The Trans-Pacific Partnership Agreement (TPP) Labour Chapter promotes compliance with internationally-recognised labour rights, enhanced cooperation and consultation on labour issues, and effective enforcement of labour laws in TPP Parties.
The Chapter reaffirms TPP Parties’ obligations as members of the International Labour Organization (ILO) and requires Parties to have laws at the federal level of government that enshrine the rights stated in the ILO Declaration.
Building on internationally recognised labour rights (freedom of association, collective bargaining, elimination of compulsory labour, abolition of child labour, and elimination of discrimination in respect of employment and occupation), TPP Parties are required to have laws governing acceptable conditions of work relating to minimum wages, hours of work and occupational health and safety.
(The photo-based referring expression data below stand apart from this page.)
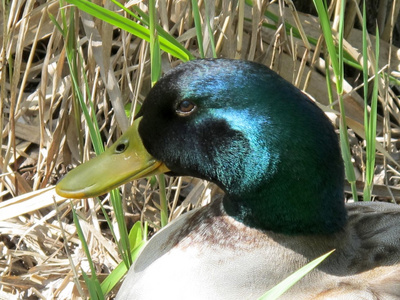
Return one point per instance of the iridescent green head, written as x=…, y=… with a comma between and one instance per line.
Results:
x=265, y=143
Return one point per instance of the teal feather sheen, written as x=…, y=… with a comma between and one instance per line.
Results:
x=266, y=144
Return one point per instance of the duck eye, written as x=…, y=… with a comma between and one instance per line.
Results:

TPP Parties will, where appropriate, liaise and collaborate with international organisations such as the ILO or APEC.
TPP Parties recognise that it is inappropriate to encourage trade or investment by weakening the protections of labour laws or their enforcement. Accordingly, the Chapter prohibits TPP Parties from weakening the protections afforded to workers under their labour laws, or from failing to enforce them in a manner affecting trade and investment. The Chapter also promotes initiatives to discourage the importation of goods produced by forced or compulsory labour, including child labour.
The TPP promotes cooperation between Parties on labour issues. Areas identified for cooperation include job creation, sustainable growth and skill development, promotion of equality and the elimination of discrimination against women, and protection of vulnerable workers.
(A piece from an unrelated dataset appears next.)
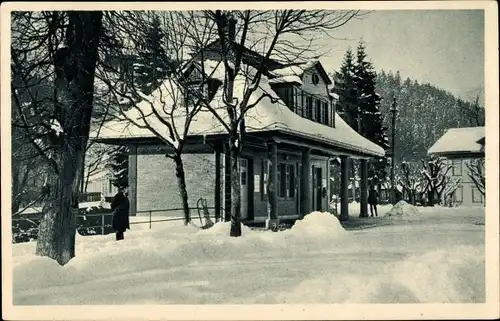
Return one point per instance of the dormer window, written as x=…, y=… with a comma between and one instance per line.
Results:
x=315, y=79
TPP Parties have agreed to form a Labour Council with representatives from each Party. The Council’s responsibilities will include: establishing priorities for cooperation and capacity building, facilitating public participation in, and awareness of, the implementation of the Chapter, and reviewing the implementation of the Chapter to ensure it is operating effectively.
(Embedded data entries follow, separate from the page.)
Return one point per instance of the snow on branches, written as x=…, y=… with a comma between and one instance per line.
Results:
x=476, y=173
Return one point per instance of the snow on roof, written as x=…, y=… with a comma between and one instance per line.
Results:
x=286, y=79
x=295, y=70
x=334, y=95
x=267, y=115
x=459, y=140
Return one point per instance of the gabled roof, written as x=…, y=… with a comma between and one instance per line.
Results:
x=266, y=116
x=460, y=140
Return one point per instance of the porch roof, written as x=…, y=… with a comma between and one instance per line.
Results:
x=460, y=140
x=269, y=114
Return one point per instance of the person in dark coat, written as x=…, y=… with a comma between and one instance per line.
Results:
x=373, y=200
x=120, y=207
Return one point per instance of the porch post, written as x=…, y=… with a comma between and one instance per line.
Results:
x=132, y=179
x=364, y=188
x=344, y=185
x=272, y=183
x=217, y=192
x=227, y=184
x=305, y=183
Each TPP Party will be required to have a National Contact Point for labour issues, whose responsibilities will include communication with the public. The Chapter requires each Party to maintain a national labour consultative or advisory body, so members of the public may provide views on matters regarding the TPP Labour Chapter.
Should a dispute arise between TPP Parties under the terms of this Chapter, Parties must make every effort to resolve the dispute through cooperation and consultation. However, should that process fail to resolve the dispute, TPP Parties will have access to the same TPP dispute settlement procedure that applies to other Chapters in the Agreement.